Angura: Angura kei is the darkest visual kei style. The clothes of the style tend to be mostly black, but with spikes and chains. Make-up is worn dark and heavy. The style has been compared to the modern goth.
Cult Party: Based on Western religious artifacts like crosses or bibles. Common aspects include crosses wired in yarn, layers of fabric in soft colors, lots of cream lace, satin bows and bible prints. The Make Up is often worn naturally. (Source; Wikipedia)
Based on Japan’s view of the Middle Ages and European fairy tales, especially the Brothers Grimm and Hans Christian Andersen. It includes a lot of vintage-style clothing and sometimes has religious symbols. (Source; Wikipedia)
A childlike style. Outfits are made up of pastel colors (like lavender, baby blue, light pink, etc.), angel, toy, baby motifs and accessories from Western toy lines such as My Little Pony, Strawberry Shortcake, Rainbow Brite, Barbie, Care Bears etc. Pastel colored hair is common although natural hair is also popular, hair is usually kept simple and decorated with anything cute or pastel; bows are a common theme. (Source; Wikipedia)
Mori (which means forest) fashion uses soft, loosely fitting layers of garments such as floaty dresses and cardigans. It places an emphasis on natural fabrics (cotton, linen, wool) and hand-made or vintage accessories with a nature theme. The color scheme tends to be light and neutral, but patterns such as gingham and florals may also be used.
Japanese fashion is influenced by historic culture, we can now still see Japanese people wearing kimono on the street in Japan, especially in Ginza. In addition they now still keep the culture of wearing kimono for special and important events, such as mitzvah, funeral, etc. The younger generation in Japan do also accept mixing kimono and modern style in fashion.

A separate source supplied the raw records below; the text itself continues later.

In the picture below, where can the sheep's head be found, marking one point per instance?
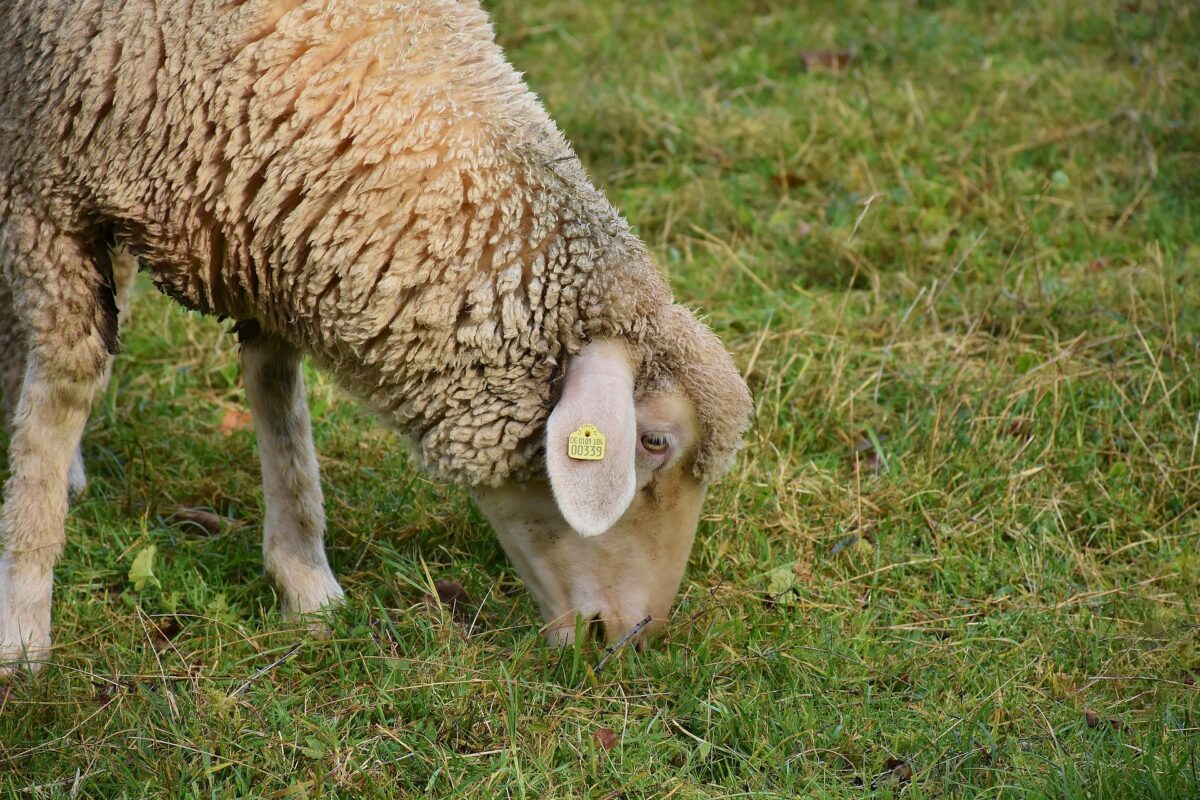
(606, 539)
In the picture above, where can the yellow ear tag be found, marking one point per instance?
(586, 444)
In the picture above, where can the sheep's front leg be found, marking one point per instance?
(64, 304)
(294, 525)
(13, 347)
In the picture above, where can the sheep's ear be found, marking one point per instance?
(598, 400)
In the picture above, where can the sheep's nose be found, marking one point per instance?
(629, 630)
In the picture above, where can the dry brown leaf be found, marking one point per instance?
(208, 522)
(450, 593)
(605, 738)
(235, 419)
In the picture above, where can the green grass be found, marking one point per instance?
(961, 277)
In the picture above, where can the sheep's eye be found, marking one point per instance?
(654, 441)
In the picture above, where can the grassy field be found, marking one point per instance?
(952, 246)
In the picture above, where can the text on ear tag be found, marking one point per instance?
(586, 444)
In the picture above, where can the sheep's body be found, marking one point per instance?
(370, 182)
(467, 252)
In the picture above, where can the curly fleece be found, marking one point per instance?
(371, 181)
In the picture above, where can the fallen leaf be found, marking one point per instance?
(827, 60)
(787, 179)
(142, 570)
(605, 738)
(895, 770)
(204, 521)
(235, 419)
(780, 581)
(107, 692)
(166, 629)
(852, 543)
(450, 593)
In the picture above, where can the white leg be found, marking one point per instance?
(59, 300)
(294, 525)
(124, 271)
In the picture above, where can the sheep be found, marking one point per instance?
(370, 184)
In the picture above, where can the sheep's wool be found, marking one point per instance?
(371, 181)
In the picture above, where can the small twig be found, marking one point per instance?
(265, 669)
(634, 631)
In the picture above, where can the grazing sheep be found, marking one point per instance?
(372, 184)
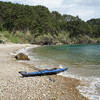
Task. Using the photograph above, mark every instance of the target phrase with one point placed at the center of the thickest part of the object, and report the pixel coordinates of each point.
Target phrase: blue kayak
(43, 72)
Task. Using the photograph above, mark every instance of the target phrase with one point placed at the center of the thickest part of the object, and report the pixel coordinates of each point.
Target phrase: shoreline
(16, 87)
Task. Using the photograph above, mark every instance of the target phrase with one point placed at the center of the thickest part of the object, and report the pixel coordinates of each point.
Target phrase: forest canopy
(38, 21)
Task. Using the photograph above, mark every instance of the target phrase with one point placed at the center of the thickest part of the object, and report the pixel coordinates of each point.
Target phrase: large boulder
(22, 56)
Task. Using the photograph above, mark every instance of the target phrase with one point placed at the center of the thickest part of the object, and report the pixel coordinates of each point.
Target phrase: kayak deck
(43, 72)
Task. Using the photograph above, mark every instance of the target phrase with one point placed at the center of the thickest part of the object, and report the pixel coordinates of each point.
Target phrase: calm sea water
(82, 61)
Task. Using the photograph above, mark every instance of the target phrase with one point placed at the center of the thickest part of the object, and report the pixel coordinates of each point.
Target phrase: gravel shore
(15, 87)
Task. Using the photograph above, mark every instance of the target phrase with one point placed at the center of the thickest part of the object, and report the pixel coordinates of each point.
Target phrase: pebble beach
(14, 87)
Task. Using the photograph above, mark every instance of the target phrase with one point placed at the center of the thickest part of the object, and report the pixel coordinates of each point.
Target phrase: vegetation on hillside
(36, 24)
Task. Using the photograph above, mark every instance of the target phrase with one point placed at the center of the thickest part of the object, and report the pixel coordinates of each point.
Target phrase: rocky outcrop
(22, 56)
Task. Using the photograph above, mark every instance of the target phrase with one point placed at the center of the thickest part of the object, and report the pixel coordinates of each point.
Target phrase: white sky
(85, 9)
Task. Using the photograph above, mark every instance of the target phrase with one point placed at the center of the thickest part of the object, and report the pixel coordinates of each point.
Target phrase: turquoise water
(82, 61)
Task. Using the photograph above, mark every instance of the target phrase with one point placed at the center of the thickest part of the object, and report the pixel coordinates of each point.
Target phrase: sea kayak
(43, 72)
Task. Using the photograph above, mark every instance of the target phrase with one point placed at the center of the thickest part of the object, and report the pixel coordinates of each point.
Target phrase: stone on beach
(22, 56)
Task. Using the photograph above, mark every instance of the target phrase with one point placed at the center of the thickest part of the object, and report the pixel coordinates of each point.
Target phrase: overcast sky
(85, 9)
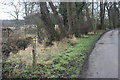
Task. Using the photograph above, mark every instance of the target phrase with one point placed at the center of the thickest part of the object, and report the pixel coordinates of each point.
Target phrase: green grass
(65, 65)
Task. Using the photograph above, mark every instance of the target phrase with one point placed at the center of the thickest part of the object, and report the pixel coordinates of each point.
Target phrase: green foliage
(66, 65)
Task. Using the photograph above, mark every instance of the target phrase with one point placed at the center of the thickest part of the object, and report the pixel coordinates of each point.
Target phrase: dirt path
(103, 61)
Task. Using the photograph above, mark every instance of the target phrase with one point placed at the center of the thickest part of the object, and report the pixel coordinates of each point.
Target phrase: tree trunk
(69, 18)
(88, 15)
(58, 19)
(49, 27)
(102, 14)
(75, 26)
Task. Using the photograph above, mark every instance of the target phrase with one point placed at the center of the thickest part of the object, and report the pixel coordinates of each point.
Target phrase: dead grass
(43, 54)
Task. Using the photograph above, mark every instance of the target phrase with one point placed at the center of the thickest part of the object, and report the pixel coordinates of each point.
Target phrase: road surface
(103, 61)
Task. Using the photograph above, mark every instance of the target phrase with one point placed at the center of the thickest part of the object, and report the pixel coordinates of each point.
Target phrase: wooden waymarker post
(34, 51)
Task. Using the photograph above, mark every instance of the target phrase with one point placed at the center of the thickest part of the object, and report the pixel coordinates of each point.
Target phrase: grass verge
(65, 65)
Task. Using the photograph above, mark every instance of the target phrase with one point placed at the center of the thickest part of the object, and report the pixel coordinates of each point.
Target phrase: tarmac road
(103, 61)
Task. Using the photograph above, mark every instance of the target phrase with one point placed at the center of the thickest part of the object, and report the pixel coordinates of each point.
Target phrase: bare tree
(16, 13)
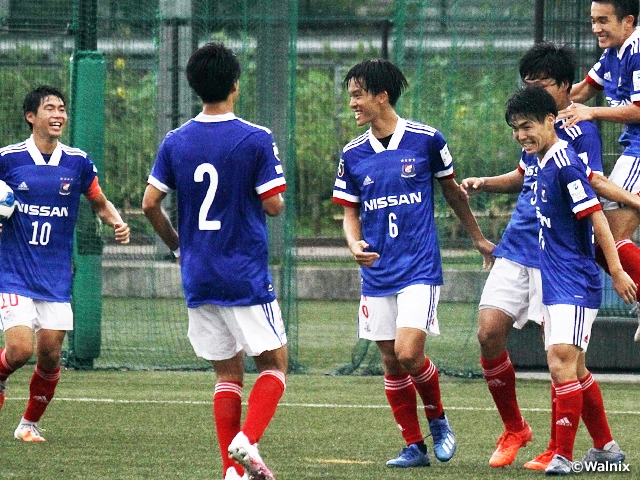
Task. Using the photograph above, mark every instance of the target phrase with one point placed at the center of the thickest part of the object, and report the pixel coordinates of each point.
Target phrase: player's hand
(364, 259)
(624, 286)
(122, 232)
(471, 186)
(575, 113)
(486, 248)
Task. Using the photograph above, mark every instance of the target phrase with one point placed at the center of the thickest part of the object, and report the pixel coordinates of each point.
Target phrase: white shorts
(568, 325)
(36, 314)
(514, 289)
(219, 333)
(625, 174)
(414, 306)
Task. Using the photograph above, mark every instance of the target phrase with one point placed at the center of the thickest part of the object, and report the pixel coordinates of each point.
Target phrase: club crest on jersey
(408, 170)
(65, 186)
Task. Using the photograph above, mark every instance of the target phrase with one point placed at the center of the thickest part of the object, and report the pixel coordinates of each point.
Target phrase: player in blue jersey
(48, 179)
(226, 174)
(512, 293)
(385, 182)
(570, 218)
(614, 22)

If you don’t know what cosplay is, I’ll explain it to you shortly: Cosplay (コスプレ kosupure ), a mix of the words costume play, is a performance art in which “cosplayers” wear costumes and fashion accessories to represent a specific character, like from mostly an Anime or any Movie or even from games. Like Pikachu, Superman or Sailor Moon. Many do this as a hobby, in which they create anything by their self!